Le forze di Mosca premono lungo la linea del fronte e nel Donetsk assediano la roccaforte di Chasiv Yar, snodo determinante per il controllo della regione e per l'eventuale organizzazione di una più ampia offensiva, che esperti e analisti attendono tra la fine della primavera e l'inizio dell'estate.

La caduta di Chasiv Yar è "questione di tempo", ha ammesso Vadym Skibitsky, numero 2 dell'intelligence della Difesa ucraina, che all'Economist ha delineato un quadro complessivo poco incoraggiante per Kiev: vincere la guerra, ha detto in sintesi, è quasi impossibile e l'unico modo per porre fine al conflitto è il negoziato.

La trattativa con Mosca, però, al momento non è un'ipotesi concreta. La Russia ha detto e ripetuto che non considera Zelensky un interlocutore. L'ultimo segnale in tal senso è arrivato nelle ultime ore: il presidente ucraino è stato formalmente inserito nella lista dei ricercati dal ministero dell'Interno russo. E' stata aperta un'inchiesta penale nei confronti di Zelensky ai sensi di un articolo del codice penale russo, che non viene però specificato.

Il messaggio di Zelensky

"Putin non vuole la pace, è pazzo. Ogni giorno il suo Stato fa cose nuove per dimostrarlo. E per battere questo male, per vincere la guerra, abbiamo bisogno della massima unità del mondo. I risultati si ottengono insieme", dice Zelensky nel suo quotidiano messaggio.

"La Russia - sottolinea - può solo essere costretta a lasciare l'Ucraina da sola. E questo accadrà. La nostra forza lo farà sicuramente accadere. La forza del nostro popolo, la nostra forza militare, la forza della nostra unità con il mondo, la forza dei nostri partner, la forza della nostra diplomazia". L'Ucraina punta sul Summit per la pace in programma a giugno in Svizzera per preparare il terreno ad un'eventuale soluzione diplomatica della crisi. Il vertice "si terrà e dovrà avere successo, a prescindere da quanto cercheranno di sabotarlo", dice riferendosi all'evento a cui la Russia non è invitata.

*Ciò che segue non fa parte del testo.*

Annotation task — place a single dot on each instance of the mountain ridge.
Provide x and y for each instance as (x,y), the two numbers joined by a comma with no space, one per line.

Zelensky, intanto, spiega che Oleksandr Syrskyi, il Comandante delle Forze armate ucraine, ha fatto un lungo rapporto sulla situazione. Anche il capo dell'intelligence della Difesa ucraina Kyrylo Budanov ha tenuto una relazione. "Siamo consapevoli di tutti gli aspetti della situazione attuale", dice il presidente, che annuncia l'abbattimento di un aereo Su-25 nella regione di Donetsk.

Russia avanti nonostante le perdite record

"Vorrei dedicare una menzione speciale ai soldati della 110a brigata meccanizzata separata per aver abbattuto un altro Su-25 russo nell'oblast di Donetsk", dice. "Nonostante la dura pressione russa, nonostante tutte le difficoltà della situazione, ora i nostri soldati stanno distruggendo gli invasori", afferma.

E in effetti la Russia accusa pesanti perdite, che però rallentano ma non frenano la macchina bellica affidata al ministro della Difesa Sergei Shoigu. Ogni giorno poco meno di 900 soldati russi vengono uccisi o feriti sul campo di battaglia in Ucraina, come rileva l'intelligence britannica che monitora quotidianamente il conflitto. Con un 'serbatoio umano' praticamente illimitato, Mosca può permettersi di riversare al fronte risorse senza soluzione di continuità.

"È probabile che il tasso di vittime della Russia aumenti ancora nei prossimi due mesi, con la ripresa delle operazioni offensive nell'Ucraina orientale", afferma l'intelligence britannica. "Questo segue una leggera diminuzione del ritmo delle operazioni negli ultimi due mesi, dopo la caduta di Avdiivka", aggiunge. Dall'inizio della guerra sono state registrate più di 465mila perdite russe, con una media, quest'anno, di 899 al giorno, tra morti e feriti.